After downloading models (using either option), your checkpoint directory structure should look like this:

```
./checkpoints/
|-- .cache/
|-- auxiliary/
|-- vae/
|   |-- config.json
|   `-- diffusion_pytorch_model.safetensors
|-- whisper/
|   `-- tiny.pt
|-- config.json
|-- latentsync_unet.pt  (~5GB)
|-- stable_syncnet.pt   (~1.6GB)
```

Make sure all these files are present for proper functionality.
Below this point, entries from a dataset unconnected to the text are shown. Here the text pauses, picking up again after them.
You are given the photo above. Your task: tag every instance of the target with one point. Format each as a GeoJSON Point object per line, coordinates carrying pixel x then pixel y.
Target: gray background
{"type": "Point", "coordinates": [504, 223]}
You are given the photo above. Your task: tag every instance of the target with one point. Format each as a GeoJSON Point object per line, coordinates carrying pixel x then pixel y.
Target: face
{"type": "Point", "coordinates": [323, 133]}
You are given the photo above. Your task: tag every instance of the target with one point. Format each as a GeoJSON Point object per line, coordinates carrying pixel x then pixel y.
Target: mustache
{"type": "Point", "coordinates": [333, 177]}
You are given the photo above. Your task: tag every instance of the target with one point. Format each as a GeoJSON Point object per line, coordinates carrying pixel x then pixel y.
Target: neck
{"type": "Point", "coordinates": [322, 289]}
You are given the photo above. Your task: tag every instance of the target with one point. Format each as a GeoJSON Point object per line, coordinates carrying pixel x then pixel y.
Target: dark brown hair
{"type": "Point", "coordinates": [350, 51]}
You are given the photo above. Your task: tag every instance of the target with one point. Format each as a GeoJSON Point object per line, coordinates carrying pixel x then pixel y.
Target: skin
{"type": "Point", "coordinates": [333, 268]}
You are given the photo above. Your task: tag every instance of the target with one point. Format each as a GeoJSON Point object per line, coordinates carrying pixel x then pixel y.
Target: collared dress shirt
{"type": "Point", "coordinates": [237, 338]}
The main model files are:
- `vae/diffusion_pytorch_model.safetensors`: The Stable Diffusion VAE model for encoding/decoding
- `vae/config.json`: VAE configuration file
- `latentsync_unet.pt`: The primary LatentSync 1.6 model trained at 512×512 resolution
- `stable_syncnet.pt`: The SyncNet model for lip-sync supervision
- `whisper/tiny.pt`: The Whisper model for audio processing

## Usage

1. Select an input video file with AceNodes video loader
2. Load an audio file using ComfyUI audio loader
3. (Optional) Set a seed value for reproducible results
4. (Optional) Adjust the lips_expression parameter to control lip movement intensity
5. (Optional) Modify the inference_steps parameter to balance quality and speed
6. Connect to the LatentSync1.6 node
7. Run the workflow

The processed video will be saved in ComfyUI's output directory.

### Node Parameters:
- `video_path`: Path to input video file
- `audio`: Audio input from AceNodes audio loader
- `seed`: Random seed for reproducible results (default: 1247)
- `lips_expression`: Controls the expressiveness of lip movements (default: 1.5)
  - Higher values (2.0-3.0): More pronounced lip movements, better for expressive speech
  - Lower values (1.0-1.5): Subtler lip movements, better for calm speech
  - This parameter affects the model's guidance scale, balancing between natural movement and lip sync accuracy
- `inference_steps`: Number of denoising steps during inference (default: 20)
  - Higher values (30-50): Better quality results but slower processing
  - Lower values (10-15): Faster processing but potentially lower quality
  - The default of 20 usually provides a good balance between quality and speed

### Tips for Better Results:
- **Enhanced 512×512 Resolution**: LatentSync 1.6 provides significantly clearer teeth and lip details compared to version 1.5
- For speeches or presentations where clear lip movements are important, try increasing the lips_expression value to 2.0-2.5
- For casual conversations, the default value of 1.5 usually works well
- If lip movements appear unnatural or exaggerated, try lowering the lips_expression value
- Different values may work better for different languages and speech patterns
- If you need higher quality results and have time to wait, increase inference_steps to 30-50
- For quicker previews or less critical applications, reduce inference_steps to 10-15

## Known Limitations

- Works best with clear, frontal face videos
- Currently does not support anime/cartoon faces
- Video should be at 25 FPS (will be automatically converted)
- Face should be visible throughout the video
- **Requires manual model downloads** - LatentSync 1.6 models are hosted on a private HuggingFace repository, but a complete package is available via Google Drive
- Individual model downloads require access to the ByteDance/LatentSync-1.6 HuggingFace repository

## Credits

This is an unofficial implementation based on:
- [LatentSync 1.6](https://github.com/bytedance/LatentSync) by ByteDance Research
- [ComfyUI](https://github.com/comfyanonymous/ComfyUI)

## License

This project is licensed under the Apache License 2.0 - see the LICENSE file for details.